I once did a coding interview. They had me write a MVC. It was on bitbucket so private repo. They merged my code then didn't get back to me. They forgot that I had access so I got to see the company using interviews code for a real project. They didn't last long so bullet dodged. But it was very silly. I eventually let them know I had access and within the hour they took me off the project despite never giving me an email in response.
Went in for an in-person prescreening with HR that turned into a surprise panel interview with the tech leadership, which sounds like a good thing, but I'm a severe introvert, so it tilted me to the point that I had a hard time regaining my internal composure.
Conversion was friendly and softball, and whiteboard was a super simple rdbms outer join scenario, but in the moment I couldn't really think straight, so I didn't see any of this.
I'd actually been practicing DSA so one of those problems might have actually been engaging enough to get me to focus.
To kick us off, mine from this week that I wrote down in another thread. In 60 minutes take an adjacency matrix as an input, good old int[][]
, and return all of the disjointed groups, and their group sizes in descending order.

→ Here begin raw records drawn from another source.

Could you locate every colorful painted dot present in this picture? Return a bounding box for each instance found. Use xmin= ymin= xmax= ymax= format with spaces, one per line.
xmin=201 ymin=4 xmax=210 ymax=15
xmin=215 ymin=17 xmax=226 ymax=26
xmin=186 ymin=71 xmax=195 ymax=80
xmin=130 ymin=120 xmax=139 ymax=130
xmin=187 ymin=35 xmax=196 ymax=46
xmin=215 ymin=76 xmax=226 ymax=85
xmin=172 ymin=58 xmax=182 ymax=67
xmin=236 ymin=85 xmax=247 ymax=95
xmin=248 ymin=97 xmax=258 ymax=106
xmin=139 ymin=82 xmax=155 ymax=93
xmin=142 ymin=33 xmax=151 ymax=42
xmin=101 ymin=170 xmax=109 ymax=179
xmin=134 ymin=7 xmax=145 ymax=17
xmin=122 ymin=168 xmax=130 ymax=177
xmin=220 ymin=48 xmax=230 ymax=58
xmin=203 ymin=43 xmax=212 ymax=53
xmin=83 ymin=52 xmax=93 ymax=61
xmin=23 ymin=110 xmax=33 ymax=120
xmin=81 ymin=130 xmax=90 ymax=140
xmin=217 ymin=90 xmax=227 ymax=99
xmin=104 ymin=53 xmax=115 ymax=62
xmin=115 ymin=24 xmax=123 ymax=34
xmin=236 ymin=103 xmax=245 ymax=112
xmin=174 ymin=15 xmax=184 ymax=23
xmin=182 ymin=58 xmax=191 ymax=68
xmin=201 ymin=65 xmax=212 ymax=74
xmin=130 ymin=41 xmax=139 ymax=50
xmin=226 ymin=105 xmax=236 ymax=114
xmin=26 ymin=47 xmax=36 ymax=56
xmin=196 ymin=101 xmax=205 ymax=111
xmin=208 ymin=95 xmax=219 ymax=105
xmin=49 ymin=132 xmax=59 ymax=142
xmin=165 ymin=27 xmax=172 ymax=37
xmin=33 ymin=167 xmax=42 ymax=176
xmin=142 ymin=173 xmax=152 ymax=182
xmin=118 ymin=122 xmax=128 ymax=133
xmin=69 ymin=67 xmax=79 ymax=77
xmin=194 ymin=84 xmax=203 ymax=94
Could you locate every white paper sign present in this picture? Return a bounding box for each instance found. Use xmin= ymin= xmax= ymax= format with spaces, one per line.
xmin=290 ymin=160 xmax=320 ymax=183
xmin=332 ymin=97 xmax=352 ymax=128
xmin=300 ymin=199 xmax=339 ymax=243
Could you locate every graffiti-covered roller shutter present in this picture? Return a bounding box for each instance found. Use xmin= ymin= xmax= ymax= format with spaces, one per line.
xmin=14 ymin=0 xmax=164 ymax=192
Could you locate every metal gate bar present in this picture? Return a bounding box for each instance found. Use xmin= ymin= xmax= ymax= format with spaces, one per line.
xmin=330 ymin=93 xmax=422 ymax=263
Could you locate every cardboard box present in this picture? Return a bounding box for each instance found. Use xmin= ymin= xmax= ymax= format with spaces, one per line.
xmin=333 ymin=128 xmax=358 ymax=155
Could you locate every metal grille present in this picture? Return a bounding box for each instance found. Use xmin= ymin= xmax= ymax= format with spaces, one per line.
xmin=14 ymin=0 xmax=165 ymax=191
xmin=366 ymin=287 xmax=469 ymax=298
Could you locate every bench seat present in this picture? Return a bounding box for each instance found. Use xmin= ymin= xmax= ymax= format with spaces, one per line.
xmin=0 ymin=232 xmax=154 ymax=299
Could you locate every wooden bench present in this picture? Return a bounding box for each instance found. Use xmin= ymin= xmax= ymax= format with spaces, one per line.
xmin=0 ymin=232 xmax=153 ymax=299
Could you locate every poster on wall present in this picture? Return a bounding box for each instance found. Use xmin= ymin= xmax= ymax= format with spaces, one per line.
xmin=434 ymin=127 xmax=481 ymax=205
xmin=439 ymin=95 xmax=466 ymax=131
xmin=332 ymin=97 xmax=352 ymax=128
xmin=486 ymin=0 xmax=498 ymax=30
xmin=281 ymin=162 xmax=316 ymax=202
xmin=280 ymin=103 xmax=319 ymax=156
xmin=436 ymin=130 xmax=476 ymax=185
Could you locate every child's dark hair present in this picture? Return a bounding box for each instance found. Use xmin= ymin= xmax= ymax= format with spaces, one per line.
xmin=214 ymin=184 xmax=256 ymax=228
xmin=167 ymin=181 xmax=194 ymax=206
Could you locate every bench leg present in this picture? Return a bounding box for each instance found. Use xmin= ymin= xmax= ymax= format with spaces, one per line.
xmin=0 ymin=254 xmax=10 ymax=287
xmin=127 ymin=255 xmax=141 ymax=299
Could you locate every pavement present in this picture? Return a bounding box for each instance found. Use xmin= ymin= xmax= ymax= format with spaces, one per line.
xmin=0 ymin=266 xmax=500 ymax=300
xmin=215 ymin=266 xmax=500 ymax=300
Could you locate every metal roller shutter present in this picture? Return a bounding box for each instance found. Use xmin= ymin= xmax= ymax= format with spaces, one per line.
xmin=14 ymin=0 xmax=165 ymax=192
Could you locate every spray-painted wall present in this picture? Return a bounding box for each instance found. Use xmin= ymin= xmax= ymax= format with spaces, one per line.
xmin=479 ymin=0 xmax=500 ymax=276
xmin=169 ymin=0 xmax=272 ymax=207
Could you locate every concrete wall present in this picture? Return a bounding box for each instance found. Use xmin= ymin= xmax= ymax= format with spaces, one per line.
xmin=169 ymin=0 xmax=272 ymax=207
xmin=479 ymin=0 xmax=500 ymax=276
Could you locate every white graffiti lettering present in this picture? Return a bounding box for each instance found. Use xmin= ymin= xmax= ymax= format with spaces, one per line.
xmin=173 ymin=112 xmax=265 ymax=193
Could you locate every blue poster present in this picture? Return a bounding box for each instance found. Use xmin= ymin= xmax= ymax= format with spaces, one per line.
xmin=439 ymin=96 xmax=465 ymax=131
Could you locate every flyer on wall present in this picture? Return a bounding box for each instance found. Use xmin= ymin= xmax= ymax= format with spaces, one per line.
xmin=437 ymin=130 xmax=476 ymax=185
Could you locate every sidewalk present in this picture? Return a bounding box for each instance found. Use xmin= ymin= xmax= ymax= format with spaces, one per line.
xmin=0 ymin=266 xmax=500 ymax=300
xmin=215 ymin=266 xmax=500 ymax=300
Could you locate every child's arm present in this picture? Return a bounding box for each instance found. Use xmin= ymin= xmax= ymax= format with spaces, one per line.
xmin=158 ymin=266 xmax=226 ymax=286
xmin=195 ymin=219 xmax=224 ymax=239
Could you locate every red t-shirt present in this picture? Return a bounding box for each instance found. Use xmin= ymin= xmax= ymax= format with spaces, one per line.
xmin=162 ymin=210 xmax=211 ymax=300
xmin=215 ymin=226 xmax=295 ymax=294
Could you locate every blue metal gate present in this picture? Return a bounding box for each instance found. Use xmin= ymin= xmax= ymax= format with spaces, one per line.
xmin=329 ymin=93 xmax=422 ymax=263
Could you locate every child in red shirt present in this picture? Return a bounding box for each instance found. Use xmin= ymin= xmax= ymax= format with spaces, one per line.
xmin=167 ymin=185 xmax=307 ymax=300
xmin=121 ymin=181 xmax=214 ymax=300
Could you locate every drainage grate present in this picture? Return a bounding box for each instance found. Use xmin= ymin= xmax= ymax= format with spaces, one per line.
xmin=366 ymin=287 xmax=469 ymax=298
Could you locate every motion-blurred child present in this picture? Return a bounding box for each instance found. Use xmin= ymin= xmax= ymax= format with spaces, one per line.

I think this is basically testing:
- If you have been practicing your leetcoding recently, and
- If you're decent at leetcoding under pressure
I'd like to phone a friend
No you just start by marking all nodes as unvisited and perform a search from a random starting node. you store the current bfs set of vertices in a sorted datastructure. Repeat until there are no more unvisited nodes.
One time I have applied for a role in one of the big companies. Microsoft/Apple/Google/Amazon like big (for the record, none of the above). The process took almost two months, I had 7 or 8 interviews with various department heads - HR, hardware and software engineers, support. I had to take an IQ test disguised as personality test, one more "soft" test, did the homework assignment based on sent requirements and docs. Now, the role I was applying for was a mix of sysops, devops and sys architect. I would be working with the bare metal. I was so deep in the sys/ops world I failed on fairly simple task. During the final interview I was tasked with a live coding problem - "using the language of your choice, write a program that calculates the fibonacci sequence". I was not prepared for that. Usually I could do this with my eyes closed after a night of heavy drinking but in this case I was so deep in systems architecture I totally blew it. Lesson I learned was to be prepared for most unusual tech questions. Ever since I always prepare for both, dev and ops parts even if it's strictly ops role.
I don't come from a developer background but that honestly sounds ridiculous.
If this type of thing is standard in software development, I feel bad for anybody in the industry.